Director’s Cut: You Can Call Me [THIS]

Be more interested in what you discover than what is told.

Photo by Joeyy Lee on Unsplash

After reading your piece about your tiredness and what that is about for you, I read Adam Grant’s piece in the NYT. His piece runs parallel to yours, where he asks, are you feeling blah, meh? And then offers, there’s a name for that: languishing. Which didn’t feel right to me. I couldn’t help but think of his privilege. Of skipping the loss and suffering, and suggesting that distancing of this year is some kind of psychological problem that can be fixed with a mindset shift. Geez. Languishing almost sounds nice, like taking a nap and resting up before getting up to go about one’s day. That’s not what I’m experiencing. Is this what white guys actually feel?

Dear Didn’tFeelRightToMe,

Remember how, at the very beginning of this pandemic, we found ourselves reevaluating the routine question, “how are you?” As we realized how ridiculous, even inane the question sounded, we’d rephrase. Sometimes we would repeat it, with an emphasis on different syllables. Really, HOW are you? Or, How ARE you? And even, How are YOUUUUU? 

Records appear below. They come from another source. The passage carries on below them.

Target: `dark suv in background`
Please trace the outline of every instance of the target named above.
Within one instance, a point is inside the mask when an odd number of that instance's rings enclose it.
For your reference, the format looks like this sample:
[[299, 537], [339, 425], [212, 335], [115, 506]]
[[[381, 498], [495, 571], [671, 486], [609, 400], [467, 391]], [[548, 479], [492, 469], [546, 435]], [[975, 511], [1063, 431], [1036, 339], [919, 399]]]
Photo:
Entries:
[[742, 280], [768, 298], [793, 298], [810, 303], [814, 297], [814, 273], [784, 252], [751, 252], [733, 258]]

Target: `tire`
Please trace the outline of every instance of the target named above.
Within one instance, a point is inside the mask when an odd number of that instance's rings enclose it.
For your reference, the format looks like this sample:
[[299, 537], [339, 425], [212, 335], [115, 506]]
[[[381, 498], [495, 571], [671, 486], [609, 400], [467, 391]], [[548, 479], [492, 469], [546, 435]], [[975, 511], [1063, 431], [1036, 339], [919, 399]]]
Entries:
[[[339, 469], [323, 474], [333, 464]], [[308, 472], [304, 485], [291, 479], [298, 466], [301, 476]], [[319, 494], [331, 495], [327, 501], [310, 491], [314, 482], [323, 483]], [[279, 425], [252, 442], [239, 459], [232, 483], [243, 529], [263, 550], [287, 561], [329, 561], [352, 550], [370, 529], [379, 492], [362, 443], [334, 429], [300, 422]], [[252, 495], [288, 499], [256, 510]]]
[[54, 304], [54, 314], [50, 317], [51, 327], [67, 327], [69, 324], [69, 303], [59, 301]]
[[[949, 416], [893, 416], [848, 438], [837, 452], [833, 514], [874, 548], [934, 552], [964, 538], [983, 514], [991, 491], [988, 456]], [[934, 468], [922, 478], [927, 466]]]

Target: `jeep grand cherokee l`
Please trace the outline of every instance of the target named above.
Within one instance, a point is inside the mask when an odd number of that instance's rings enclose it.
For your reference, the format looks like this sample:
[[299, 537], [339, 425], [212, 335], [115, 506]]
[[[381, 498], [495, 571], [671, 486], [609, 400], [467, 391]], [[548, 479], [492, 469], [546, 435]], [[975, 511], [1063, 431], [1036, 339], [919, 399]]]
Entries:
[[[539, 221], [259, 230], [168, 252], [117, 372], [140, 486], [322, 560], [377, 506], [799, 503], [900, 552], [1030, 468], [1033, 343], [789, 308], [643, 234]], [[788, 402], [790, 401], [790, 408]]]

And now, about a year later, most of us are back to asking it without much thought. 

We get a fine or an okay. And then we all move on. 

We’re back to “normal”. Or at least we’re mostly trying to be.

WHY AM I SOFT IN THE MIDDLE

You were not alone in sharing Adam’s piece and then posing this type of question. 

Grant’s post reminds me of the lyrics of You Can Call Me Al ( below) off the Graceland album. In the song, he asks  “why am I soft in the middle? The rest of my life is so hard”. The lyric is talking about a totally self-absorbed person, whose focus is on their private needs, isolated from real troubles in the world. 

As you suggest, it is easy to point out how much languishing isn’t the total picture. As 75% of US workers can’t work exclusively from home, they were at greater risk during the pandemic. Or, how far too many people are still grieving. Or “terrified”, given hate crimes that are rarely correctly called that. Or how 1 in 4 women have been pushed out of the workforce. Or how we are affected by zoom fatigue, which creates a kind of self-consciousness that is linked to increased anxiety and depression. (I know my fair share of people who are getting plastic surgery or new orthodontia after seeing their own face all the time. That’s gotta be related.)

And maybe even challenge things that look like languishing but probably aren’t. 

For example, when Dale’s Diner in Waterville, Ohio, closed last week. It had more customers than any time in its 10-year history. The problem as the Dispatch reported it? There are no applicants for its many job openings, with concerns that the pandemic relief packages are causing people to languish on the sidelines. The brilliant sociologist, MacArthur Fellow and writer, Tressie McMillan Cottom, and I discussed it on Twitter to point out this is just as likely that people are deciding not to risk their own lives for anything less than a living wage. 

SPEAK THE LANGUAGE

So, we now know Adam’s word, and I already shared mine (weltschmerz), but what is yours? 

Most of us have no idea. But we need to. If we simply accept other people’s words, we don’t hear our own voice, our own truth, that distinct point of view born of Onlyness. If we don’t ask our team the question, we can design the “return” to work as normal while denying what people need.

So, how are you? How are they doing?

It could be you feel empathy for those who lost their job due to economics or were asked to do dangerous things with no hazard pay. That maybe inspire you to influence a policy change by asking your team to talk to Zeynep Ton and learn about how Good Jobs leads to more growth. It could be that your workplace is still thinking everyone needs to work near a certain office, and you now cherish seeing your garden grow; maybe you put together a set of ideas for how to be more flexible. It could be that you want to do your day job and also address social injustices you’ve witnessed in recent months (voting rights, George Floyd/Chauvin’s guilt), and so you’re wondering how to be more committed to social justice without being overwhelmed.

(Fill in your own blank _________)Here’s a good list that might prompt you. 

Strategy is the process of going from “here” to “there”. If we don’t know the answer to what we’re feeling now, we won’t answer what we need to feel fully alive. This is why naming “this” matters. 

Hear your own “here”. 

CALL IT BY IT’S NAME

Sentiments are often dismissed; work is a place of reason, training, and logic goes the thinking. Yet, feelings are a source of clarity: how we know what matters to us. This knowingness is foundational to Onlyness.

Be curious. Ask, how are you, really? 

Whether it’s as a peer or as a boss or as a friend, your job is to be so present, so we can each hear the sound of our soul. So we feel seen as ourselves.  

As we “go back” to what will be called the “new normal”, naming let’s be intentional about what we want and even need to feel. (And, pssst, your needs matter). So that work is where we can each be fully alive, contributing the value that only we can.